I went to the wedding and saw Pierre the savage transformed into Pierre the citizen, the yoke-bearer. I feared the transformation was not final. Yet I could never read my giant. There were unexpected ridges of principle in the general slough of his makeup and perhaps the Indian girl was resting on one of them.

The woman came to the wedding, Starling with her. I bowed to them both, but I would do no more, for the Indians were watching. The woman looked pale and grave. I had seen her angry and I had seen her despairing, but I had never before seen her dispirited. She looked so now.

And then came the general council with Cadillac in the chair. It was held in a barrack room and the tribes had forty chiefs in waiting. There were Ottawas, Hurons, and the party of Senecas. Feathered and painted, they were as expressionless as the stone calumets in their hands; by contrast, our French faces were childishly open and expressive.

Cadillac looked them over and began his speech. Commonly his tongue ran trippingly, but with the opening words his speech halted. I knew he was moved. With all his volubility the man took responsibility heavily, and these strange bronze men with their cruel eyes and impassive faces were his wards. He spoke in French, and I translated first to the Hurons, then to the Ottawas. He called the tribes to aid him in brightening the covenant chain, and his rhetoric mounted with his theme till I felt my blood heat with admiration for him. He concluded with a plea for loyalty, and he gave each nation a belt to bind his words.

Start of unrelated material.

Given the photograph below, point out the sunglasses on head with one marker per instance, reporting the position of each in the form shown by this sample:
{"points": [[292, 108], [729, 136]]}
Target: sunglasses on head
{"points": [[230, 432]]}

And then the chiefs rose in reply. The Hurons spoke first, and though they hedged their meaning by look and word I could feel the sentiment swaying toward our side. They brought up many minor points and gave belts in confirmation. Kondiaronk's clan were openly friendly, openly touched by Cadillac's speech, and when one of the Baron's band took the cue and gave a wampum necklace, "to deter the French brothers from unkind thoughts," I felt that the worst of the day was over, and welcomed the Ottawa speakers with a relaxation of the tension that had held me, for I had been upon the rack. Mind and ear had been taxed to miss no word or intonation, for a slighted syllable might lose our cause. The speeches had droned like flies at midday, but all the verbiage had been heavy with significance. I spoke French, Huron, and Ottawa in turn, and through it all I listened, listened for the opening of the door.

For Cadillac had told me that Madame de Montlivet had asked if she might come in for a moment and listen to the council, and he had referred the matter to me. It had seemed a strange request, but I could see no reason for refusing it. The woman had seen Indians in camp and field; it was perhaps no wonder that she wished to see the machinery of their politics. It was agreed that Dubisson should bring her in for a short time.

Yet when she did come in I could not look at her. Longuant had just finished speaking, and I had all my mind could handle to do him justice as I wished. He spoke as the moderate leader who desired that his people leave the hatchet unlifted if they could do so with safety. He gave a robe stained with red to show that his people remembered the French who had died for them.